= Class kappa function =

In control theory, it is often required to check if a nonautonomous system is stable or not. To cope with this it is necessary to use some special comparison functions. Class $\mathcal{K}$ functions belong to this family:

Definition: a continuous function $\alpha : [0, a) \rightarrow [0, \infty)$ is said to belong to class $\mathcal{K}$ if:
- it is strictly increasing;
- it is s.t. $\alpha(0) = 0$.
In fact, this is nothing but the definition of the norm except for the triangular inequality.

Definition: a continuous function $\alpha : [0, a) \rightarrow [0, \infty)$ is said to belong to class $\mathcal{K}_{\infty}$ if:
- it belongs to class $\mathcal{K}$;
- it is s.t. $a = \infty$;
- it is s.t. $\lim_{r \rightarrow \infty} \alpha(r) = \infty$.
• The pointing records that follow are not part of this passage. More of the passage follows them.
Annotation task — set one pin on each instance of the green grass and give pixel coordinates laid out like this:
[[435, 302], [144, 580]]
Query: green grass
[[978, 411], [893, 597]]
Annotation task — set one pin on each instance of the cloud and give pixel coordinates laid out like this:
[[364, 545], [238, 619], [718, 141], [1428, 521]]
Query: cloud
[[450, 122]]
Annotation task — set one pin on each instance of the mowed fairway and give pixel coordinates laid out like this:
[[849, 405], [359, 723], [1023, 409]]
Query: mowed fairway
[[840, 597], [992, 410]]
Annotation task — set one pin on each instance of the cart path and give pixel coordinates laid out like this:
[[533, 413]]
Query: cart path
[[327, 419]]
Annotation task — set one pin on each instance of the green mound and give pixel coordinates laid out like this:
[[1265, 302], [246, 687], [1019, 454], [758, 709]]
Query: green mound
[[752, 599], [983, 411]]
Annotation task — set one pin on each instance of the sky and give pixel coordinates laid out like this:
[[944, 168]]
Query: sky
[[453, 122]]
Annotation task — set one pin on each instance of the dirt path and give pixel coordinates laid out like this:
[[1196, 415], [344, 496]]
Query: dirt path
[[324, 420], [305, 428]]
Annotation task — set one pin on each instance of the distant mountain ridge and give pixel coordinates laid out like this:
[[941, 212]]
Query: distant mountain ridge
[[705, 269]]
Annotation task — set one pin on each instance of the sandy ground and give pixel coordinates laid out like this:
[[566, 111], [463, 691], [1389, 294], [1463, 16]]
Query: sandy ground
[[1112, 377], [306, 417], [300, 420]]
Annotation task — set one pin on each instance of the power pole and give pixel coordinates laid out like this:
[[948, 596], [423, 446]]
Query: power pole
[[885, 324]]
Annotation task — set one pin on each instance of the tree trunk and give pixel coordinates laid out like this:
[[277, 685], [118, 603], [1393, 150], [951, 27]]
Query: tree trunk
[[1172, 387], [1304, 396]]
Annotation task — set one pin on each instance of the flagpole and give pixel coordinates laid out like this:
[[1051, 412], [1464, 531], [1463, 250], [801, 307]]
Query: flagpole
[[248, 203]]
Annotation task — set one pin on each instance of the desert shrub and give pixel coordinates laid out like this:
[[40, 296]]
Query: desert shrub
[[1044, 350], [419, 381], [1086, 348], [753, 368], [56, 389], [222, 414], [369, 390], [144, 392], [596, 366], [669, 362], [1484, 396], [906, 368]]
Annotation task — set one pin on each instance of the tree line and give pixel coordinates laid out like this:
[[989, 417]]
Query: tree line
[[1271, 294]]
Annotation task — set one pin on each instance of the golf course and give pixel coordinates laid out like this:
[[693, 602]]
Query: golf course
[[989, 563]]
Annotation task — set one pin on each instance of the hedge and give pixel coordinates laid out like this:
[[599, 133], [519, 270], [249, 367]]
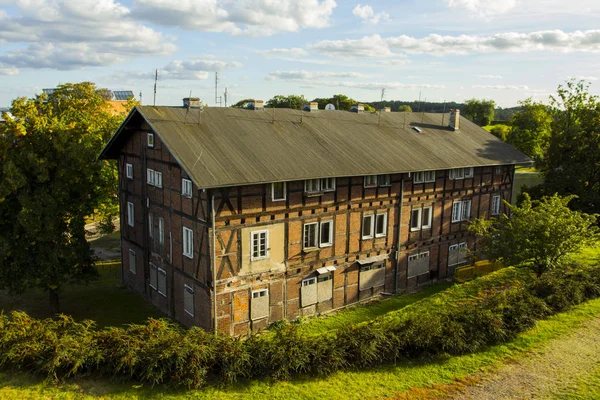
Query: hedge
[[489, 310]]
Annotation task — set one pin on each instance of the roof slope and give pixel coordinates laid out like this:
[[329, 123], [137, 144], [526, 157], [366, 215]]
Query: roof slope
[[230, 146]]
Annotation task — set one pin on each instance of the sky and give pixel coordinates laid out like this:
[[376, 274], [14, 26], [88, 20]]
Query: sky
[[441, 50]]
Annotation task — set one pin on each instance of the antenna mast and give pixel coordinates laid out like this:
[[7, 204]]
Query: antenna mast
[[155, 80]]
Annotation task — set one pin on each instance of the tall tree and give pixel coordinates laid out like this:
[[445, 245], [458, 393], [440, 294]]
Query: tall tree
[[50, 180], [572, 162], [530, 128], [480, 111], [538, 235]]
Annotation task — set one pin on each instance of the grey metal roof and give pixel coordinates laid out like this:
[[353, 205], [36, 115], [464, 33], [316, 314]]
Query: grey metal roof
[[229, 146]]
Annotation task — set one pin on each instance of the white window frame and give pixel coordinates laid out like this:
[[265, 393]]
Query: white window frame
[[371, 225], [255, 236], [188, 242], [325, 188], [130, 214], [305, 228], [186, 187], [132, 265], [329, 241], [188, 290], [161, 273], [461, 210], [384, 233], [496, 202], [260, 293], [370, 181], [427, 224], [273, 192]]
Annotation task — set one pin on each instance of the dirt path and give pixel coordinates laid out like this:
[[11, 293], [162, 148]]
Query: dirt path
[[540, 375]]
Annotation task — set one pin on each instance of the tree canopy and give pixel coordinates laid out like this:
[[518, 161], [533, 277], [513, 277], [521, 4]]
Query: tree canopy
[[480, 111], [538, 235], [50, 181]]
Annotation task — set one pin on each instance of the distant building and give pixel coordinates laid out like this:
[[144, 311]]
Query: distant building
[[235, 218]]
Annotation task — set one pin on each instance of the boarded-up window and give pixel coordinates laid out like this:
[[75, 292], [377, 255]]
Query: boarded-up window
[[162, 282], [188, 300], [457, 253], [371, 275], [259, 304], [418, 264], [308, 292]]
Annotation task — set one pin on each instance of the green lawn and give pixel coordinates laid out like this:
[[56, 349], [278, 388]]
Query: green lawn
[[105, 301]]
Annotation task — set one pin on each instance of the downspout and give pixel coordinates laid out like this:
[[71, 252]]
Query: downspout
[[214, 262], [399, 240]]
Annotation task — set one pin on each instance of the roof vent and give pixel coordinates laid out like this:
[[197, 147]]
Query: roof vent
[[454, 121], [192, 102]]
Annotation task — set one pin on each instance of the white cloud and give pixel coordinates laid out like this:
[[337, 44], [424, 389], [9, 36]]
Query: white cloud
[[250, 17], [315, 75], [489, 76], [367, 14], [64, 35], [483, 8], [291, 52], [437, 45]]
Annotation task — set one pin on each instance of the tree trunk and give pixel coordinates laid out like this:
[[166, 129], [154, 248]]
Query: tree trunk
[[54, 301]]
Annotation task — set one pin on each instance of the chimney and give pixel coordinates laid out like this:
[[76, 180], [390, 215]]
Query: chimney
[[192, 102], [454, 121]]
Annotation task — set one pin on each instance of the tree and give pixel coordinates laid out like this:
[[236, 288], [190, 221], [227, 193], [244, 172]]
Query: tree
[[50, 180], [572, 161], [530, 129], [480, 111], [291, 101], [538, 235]]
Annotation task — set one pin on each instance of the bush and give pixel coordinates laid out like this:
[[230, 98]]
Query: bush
[[491, 309]]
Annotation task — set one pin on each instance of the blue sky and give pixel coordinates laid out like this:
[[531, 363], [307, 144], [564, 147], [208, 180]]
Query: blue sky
[[448, 50]]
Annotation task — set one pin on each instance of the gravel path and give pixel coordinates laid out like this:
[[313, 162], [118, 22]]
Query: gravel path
[[540, 375]]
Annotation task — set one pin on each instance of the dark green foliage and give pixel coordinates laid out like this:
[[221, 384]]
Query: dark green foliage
[[465, 318]]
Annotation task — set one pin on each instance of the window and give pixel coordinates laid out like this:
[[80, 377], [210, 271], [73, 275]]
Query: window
[[130, 214], [457, 253], [415, 219], [312, 186], [153, 276], [162, 282], [381, 225], [371, 181], [496, 201], [310, 235], [278, 191], [461, 210], [260, 244], [326, 234], [188, 242], [461, 173], [186, 187], [367, 228], [188, 300], [424, 176], [384, 180], [427, 217], [132, 266], [328, 184]]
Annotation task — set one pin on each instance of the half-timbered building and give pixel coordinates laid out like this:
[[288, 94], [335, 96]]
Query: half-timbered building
[[235, 218]]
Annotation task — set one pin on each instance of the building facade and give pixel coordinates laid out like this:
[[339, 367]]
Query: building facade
[[236, 257]]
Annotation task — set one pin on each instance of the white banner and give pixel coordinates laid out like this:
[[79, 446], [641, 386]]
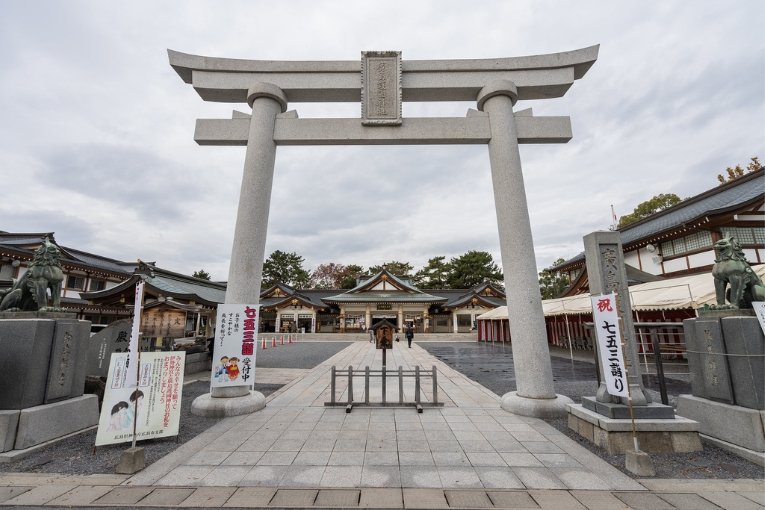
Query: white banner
[[759, 309], [236, 342], [135, 336], [154, 405], [606, 319]]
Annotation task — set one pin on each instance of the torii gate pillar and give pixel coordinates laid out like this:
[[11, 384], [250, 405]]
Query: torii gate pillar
[[381, 81], [535, 394]]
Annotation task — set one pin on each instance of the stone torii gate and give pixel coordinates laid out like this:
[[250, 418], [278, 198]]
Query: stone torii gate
[[381, 80]]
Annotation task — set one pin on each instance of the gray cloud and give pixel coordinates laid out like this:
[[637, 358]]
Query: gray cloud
[[93, 116]]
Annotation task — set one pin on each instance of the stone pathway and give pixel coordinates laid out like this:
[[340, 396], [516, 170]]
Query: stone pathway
[[469, 443], [299, 453]]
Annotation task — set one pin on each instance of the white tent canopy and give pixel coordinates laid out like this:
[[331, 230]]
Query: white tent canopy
[[685, 292]]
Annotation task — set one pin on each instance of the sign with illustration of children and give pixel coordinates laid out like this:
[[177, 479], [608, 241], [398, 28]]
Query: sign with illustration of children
[[153, 403], [236, 342]]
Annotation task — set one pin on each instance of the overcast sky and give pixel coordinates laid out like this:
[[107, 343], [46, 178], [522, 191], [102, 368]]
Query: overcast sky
[[96, 129]]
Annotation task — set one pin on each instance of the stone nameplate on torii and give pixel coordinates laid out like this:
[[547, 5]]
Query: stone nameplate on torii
[[381, 88]]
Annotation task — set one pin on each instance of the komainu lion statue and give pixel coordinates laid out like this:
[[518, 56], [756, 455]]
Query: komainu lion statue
[[30, 292], [734, 278]]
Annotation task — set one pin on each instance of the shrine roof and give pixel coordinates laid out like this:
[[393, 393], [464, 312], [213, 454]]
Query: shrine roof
[[169, 284], [27, 242], [395, 289]]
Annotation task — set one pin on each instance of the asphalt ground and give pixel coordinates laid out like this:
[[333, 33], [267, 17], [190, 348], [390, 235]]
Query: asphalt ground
[[76, 455], [491, 366]]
A nondecreasing positive definite function $\beta$ satisfying all conditions of class $\mathcal{K}$ ($\mathcal{K}_{\infty}$) other than being strictly increasing can be upper and lower bounded by class $\mathcal{K}$ ($\mathcal{K}_{\infty}$) functions as follows:
$\beta(x)\frac{x}{x+1}< \beta(x)<\beta(x)\left(\frac{x}{x+1}+1\right)=\beta(x)\frac{2x+1}{x+1}, \qquad x\in(0,a). \,$
Thus, to proceed with the appropriate analysis, it suffices to bound the function of interest with continuous nonincreasing positive definite functions.
In other words, when a function belongs to the ($\mathcal{K}_{\infty}$) it means that the function is radially unbounded.